British Columbia

Private lands within the Great Bear Rainforest donated for conservation

A vast tract of pristine waterfront within British Columbia's Great Bear Rainforest has been donated to the Nature Conservancy of Canada

185 additional hectares will be protected, including several waterfront properties

A Kermode bear, better know as the Spirit Bear is seen fishing in the Riordan River on Gribbell Island in the Great Bear Rainforest, B.C. A vast track of land about half the size of Stanley Park within British Columbia's prized Great Bear Rainforest has been donated to the Nature Conservancy of Canada. (Jonathan Hayward/Canadian Press)

A vast tract of pristine waterfront within British Columbia's Great Bear Rainforest has been donated to the Nature Conservancy of Canada, filling in part of a patchwork of conservation efforts in the prized wilderness.

Parcels of private land are scattered throughout the Great Bear Rainforest that stretches along B.C.'s central coast. It accounts for one-quarter of the world's coastal temperate rainforests.

Only about one-third of the rainforest is fully protected under parks and conservation areas, while nine per cent of the total area is available for logging.

"Ecology doesn't respect who owns the land," Linda Hannah, regional vice president for Nature Conservancy of Canada, said during the announcement on Thursday.

"To create a larger network of conservation, it's important to look at those pockets of private lands."

The newly donated private lands along the coast will protect another 185 hectares of ecologically significant old-growth forests and estuaries.

Three of the parcels were donated to the conservancy by the owner Tony Allard and his family. Hannah said Allard wanted to leave a legacy by preserving the land in its natural state.

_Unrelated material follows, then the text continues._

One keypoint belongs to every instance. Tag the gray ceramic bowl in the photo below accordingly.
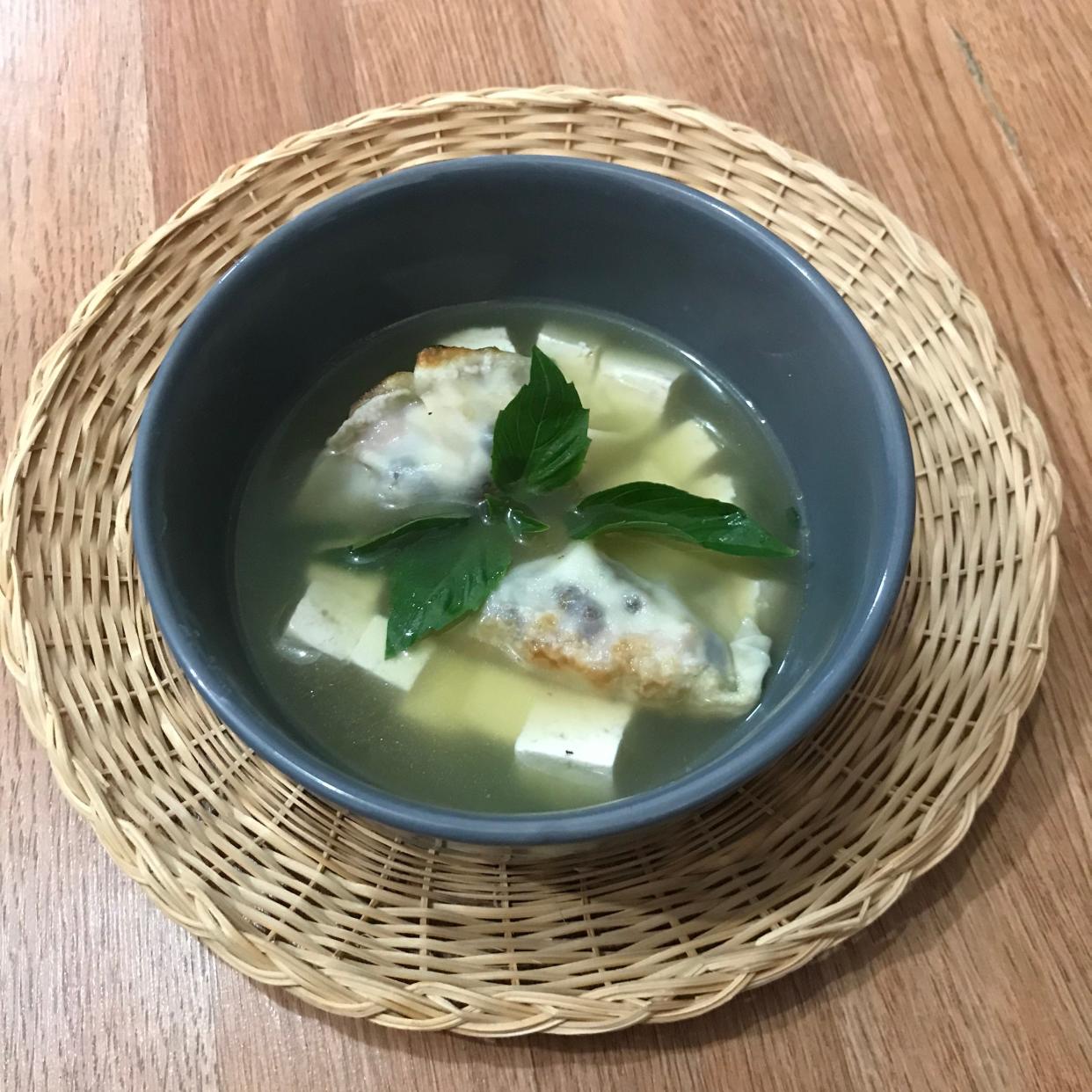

Hannah said the addition will help improve forest management by allowing for research to occur in more areas and determine where conservation efforts need to be focused.

One of the donated parcels is located on Spider Island where all of the land, except that property, had been protected as Crown territory.

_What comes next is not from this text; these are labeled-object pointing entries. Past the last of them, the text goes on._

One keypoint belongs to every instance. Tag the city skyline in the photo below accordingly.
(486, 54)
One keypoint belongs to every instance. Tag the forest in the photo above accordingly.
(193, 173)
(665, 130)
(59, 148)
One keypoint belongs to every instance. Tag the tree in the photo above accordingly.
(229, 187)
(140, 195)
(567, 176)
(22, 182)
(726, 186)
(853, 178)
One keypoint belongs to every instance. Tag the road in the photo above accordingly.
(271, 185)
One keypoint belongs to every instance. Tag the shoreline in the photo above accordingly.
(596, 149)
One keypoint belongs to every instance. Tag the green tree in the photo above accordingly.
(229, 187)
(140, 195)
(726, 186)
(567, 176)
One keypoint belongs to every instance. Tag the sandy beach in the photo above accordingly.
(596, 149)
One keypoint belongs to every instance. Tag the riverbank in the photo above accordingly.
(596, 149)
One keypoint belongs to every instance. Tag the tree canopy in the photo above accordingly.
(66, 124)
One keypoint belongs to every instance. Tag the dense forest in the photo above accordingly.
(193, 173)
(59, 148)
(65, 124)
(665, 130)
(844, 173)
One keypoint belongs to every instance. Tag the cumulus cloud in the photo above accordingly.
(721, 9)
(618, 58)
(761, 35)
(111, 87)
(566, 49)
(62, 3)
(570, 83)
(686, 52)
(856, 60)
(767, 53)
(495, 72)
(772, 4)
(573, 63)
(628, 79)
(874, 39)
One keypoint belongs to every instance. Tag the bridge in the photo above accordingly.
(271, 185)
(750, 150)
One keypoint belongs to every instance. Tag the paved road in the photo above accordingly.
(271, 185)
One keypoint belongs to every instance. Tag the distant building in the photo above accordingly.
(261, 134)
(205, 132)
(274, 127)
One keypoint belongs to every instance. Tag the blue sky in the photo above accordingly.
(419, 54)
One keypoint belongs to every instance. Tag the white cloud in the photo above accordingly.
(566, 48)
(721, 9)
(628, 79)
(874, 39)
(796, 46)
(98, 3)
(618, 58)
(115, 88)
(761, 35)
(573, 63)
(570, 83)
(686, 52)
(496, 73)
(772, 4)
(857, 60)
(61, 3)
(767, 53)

Hannah said a provincial program exists that protects wildlife on the marine archipelago but the private parcel was left out.

With the private land now belonging to the Nature Conservancy of Canada, Hannah said the whole island will be protected.

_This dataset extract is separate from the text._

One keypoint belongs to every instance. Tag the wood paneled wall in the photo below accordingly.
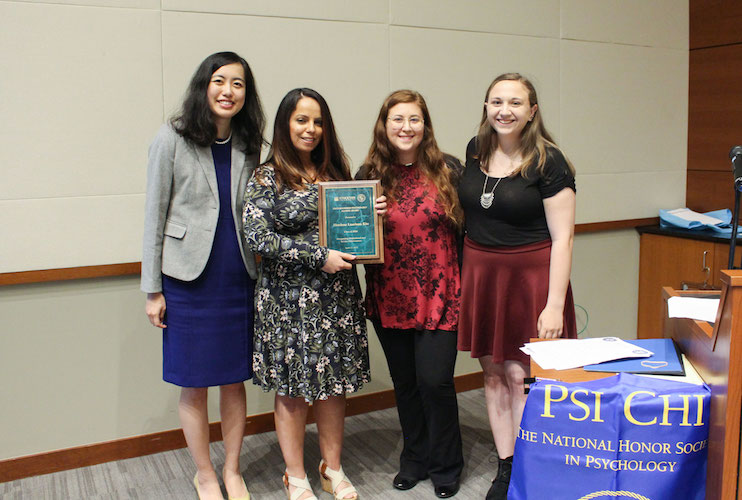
(714, 101)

The rainforest is home to a number of endangered or threatened species and supports some of the most dense populations of black and grizzly bears in the province, along with the white kermode or spirit bear.

Director of conservation, Nancy Newhouse, said private property within the rainforest tends to be located on the highest quality land.

"The people and the animals are looking for the same values in land so it's typically going to be in valley bottoms, in estuaries, in places that there is good water and good soil," Newhouse said.

The newly conserved parcels include the Gullchucks Estuary, Spider Island, and the Geldala and Kiidiis shores that sit opposite of Rivers Inlet.

The conservancy says protections on these lands will be funded by a mixture of government and private donors.

On Monday, Premier Christy Clark announced the Great Bear Rainforest will be endorsed under the Queen's Commonwealth Canopy initiative aimed to conserve forests around the globe.

The endorsement will be made officially when the Duke and Duchess of Cambridge visit the rainforest as part of the Royal Tour later this month.